Old technologies
Just recently, I have had to pack up one office, at work, and move another one, at home. In the process, I have thrown out the following things which I figure just won’t be needed, ever again:
- A packet of Letraset, bought around 25 years ago, when transferring letters onto the page like a brass rubbing was the way to get that professional print look.
- A box of slide mounts, acquired 15 years ago, to sort out some old family pictures
- Transparencies, used for the classroom overhead projector when I first started teaching six or seven years ago.
I found, but didn’t throw out, a set of rubber stamps designed by my sister as a gift, which I happily used as a letterhead for many years.
I also found a bag of large wooden letters, designed to be worn as brooches, bought in a Belgrade street market over 20 years ago. They are now stuck into the drawing board at work, making a pleasing pattern.

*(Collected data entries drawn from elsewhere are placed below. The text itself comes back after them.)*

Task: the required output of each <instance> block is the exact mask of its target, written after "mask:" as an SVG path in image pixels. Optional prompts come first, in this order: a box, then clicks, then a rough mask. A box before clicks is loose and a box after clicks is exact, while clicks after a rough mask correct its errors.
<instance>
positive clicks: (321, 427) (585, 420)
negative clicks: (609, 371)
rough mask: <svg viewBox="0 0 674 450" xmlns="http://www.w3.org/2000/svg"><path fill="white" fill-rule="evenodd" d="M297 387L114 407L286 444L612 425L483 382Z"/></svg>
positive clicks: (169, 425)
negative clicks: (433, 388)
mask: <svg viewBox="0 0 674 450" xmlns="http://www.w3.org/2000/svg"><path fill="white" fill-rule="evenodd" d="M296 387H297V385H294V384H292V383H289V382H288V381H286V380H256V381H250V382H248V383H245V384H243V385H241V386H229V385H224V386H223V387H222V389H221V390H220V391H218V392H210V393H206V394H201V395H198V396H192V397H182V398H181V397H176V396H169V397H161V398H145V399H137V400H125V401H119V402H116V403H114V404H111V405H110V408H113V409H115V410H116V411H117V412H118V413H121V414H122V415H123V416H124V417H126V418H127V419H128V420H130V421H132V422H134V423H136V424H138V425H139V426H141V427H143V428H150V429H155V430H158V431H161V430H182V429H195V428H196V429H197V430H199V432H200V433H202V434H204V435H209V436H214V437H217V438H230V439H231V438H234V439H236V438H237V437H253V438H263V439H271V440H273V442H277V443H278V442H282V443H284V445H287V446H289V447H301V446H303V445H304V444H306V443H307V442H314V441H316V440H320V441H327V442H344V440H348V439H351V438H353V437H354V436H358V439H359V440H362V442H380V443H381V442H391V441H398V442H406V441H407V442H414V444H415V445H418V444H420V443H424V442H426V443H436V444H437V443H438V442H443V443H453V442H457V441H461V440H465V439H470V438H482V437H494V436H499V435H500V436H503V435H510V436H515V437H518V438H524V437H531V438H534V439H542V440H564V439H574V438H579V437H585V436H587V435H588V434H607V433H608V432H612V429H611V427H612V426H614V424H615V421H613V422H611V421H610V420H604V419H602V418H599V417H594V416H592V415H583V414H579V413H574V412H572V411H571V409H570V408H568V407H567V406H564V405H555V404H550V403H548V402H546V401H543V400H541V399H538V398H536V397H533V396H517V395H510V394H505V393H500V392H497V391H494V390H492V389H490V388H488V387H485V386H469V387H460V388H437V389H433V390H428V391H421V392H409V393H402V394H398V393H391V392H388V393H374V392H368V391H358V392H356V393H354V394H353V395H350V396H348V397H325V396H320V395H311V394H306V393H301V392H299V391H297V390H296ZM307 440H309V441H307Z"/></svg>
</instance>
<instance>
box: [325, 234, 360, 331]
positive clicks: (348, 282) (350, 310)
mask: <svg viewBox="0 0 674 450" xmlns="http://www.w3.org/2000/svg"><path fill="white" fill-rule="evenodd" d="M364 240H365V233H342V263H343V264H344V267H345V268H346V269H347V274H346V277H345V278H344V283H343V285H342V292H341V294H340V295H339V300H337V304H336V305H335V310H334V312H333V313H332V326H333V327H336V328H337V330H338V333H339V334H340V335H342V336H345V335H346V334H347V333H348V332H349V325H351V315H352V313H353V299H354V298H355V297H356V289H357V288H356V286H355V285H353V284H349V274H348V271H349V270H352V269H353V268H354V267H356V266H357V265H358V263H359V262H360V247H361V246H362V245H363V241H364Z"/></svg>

It was a surprise to discover that Letraset still sells transfers. But our relationship to letters is so different now. Every piece of text-related software asks us to choose a font, size, layout – choices most people never had before. And we have to make difficult archival decisions, in a very unstable technological environment. My photo albums, started when I was 10, stop abruptly about six years ago. Pictures live on the hard drive, or up in the clouds (for example this, and also this). My scanner is no longer supported by the manufacturer – probably because there is no longer any call to handle film – and so a summer project to digitise some old film stock (for someone’s book about Big Flame) has ground to a halt.
When the time comes to throw away these technologies, there won’t be physical ‘things’ to put in the bin. I am still not sure whether that is good or bad.